Con più difficoltà riescono a perdonare i giovani, i quali non accettano e non sopportano gli errori degli altri, mentre sono ben disposti a coprire, cancellare e scusare i propri. Hanno inoltre difficoltà a perdonare le persone che hanno un alto livello di narcisismo.

È più facile perdonare quando si è costruito un amore solido e forte. “Se i due sono molto vicini, se il loro rapporto è soddisfacente o hanno investito molto per crearlo e conservarlo, sarà più facile chiudere un occhio sulle offese”[5]. Naturalmente si perdona più facilmente quando chi ha offeso ammette la colpa e si mostra pentito.



[1] Pirrone, C.,  (2014), “Come dire: Ti prometto di essere fedele sempre”, Famiglia oggi,  n. 3, p. 56.

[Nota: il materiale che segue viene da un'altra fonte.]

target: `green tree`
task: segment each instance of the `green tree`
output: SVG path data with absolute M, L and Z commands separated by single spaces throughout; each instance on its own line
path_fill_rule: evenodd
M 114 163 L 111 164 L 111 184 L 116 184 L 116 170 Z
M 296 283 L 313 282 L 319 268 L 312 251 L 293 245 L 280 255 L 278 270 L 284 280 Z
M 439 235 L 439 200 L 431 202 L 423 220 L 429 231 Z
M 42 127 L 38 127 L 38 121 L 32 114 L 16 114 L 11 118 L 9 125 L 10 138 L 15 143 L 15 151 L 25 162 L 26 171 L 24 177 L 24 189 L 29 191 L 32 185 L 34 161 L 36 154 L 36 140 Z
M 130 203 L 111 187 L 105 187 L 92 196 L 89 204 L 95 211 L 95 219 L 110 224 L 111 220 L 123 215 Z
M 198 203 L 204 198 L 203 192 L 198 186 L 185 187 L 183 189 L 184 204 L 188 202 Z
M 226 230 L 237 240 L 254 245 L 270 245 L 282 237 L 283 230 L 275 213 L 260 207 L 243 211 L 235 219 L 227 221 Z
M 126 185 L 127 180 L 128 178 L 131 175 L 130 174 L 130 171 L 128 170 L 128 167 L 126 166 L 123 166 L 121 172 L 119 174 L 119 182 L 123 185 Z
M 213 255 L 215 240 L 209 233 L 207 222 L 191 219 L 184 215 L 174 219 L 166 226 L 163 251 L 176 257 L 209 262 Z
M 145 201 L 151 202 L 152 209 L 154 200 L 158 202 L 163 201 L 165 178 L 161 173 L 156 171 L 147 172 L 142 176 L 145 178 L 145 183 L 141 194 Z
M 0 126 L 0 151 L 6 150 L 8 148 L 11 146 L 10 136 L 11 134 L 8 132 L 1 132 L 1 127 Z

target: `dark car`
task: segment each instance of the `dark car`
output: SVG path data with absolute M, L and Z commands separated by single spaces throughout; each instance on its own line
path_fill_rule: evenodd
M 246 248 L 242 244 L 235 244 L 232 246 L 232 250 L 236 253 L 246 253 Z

[2] Hofmann A. (2015), “Ti perdono oppure no?” ”Mente e Cervello, n. 131, novembre.

[3] Hofmann A. (2015), “Ti perdono oppure no?” ”Mente e Cervello, n. 131, novembre, p. 99.

[4] Hofmann A. (2015), “Ti perdono oppure no?” ”Mente e Cervello, n. 131, novembre, p.99.

[5] Hofmann A. (2015), “Ti perdono oppure no?” ”Mente e Cervello, n. 131, novembre, p. 99.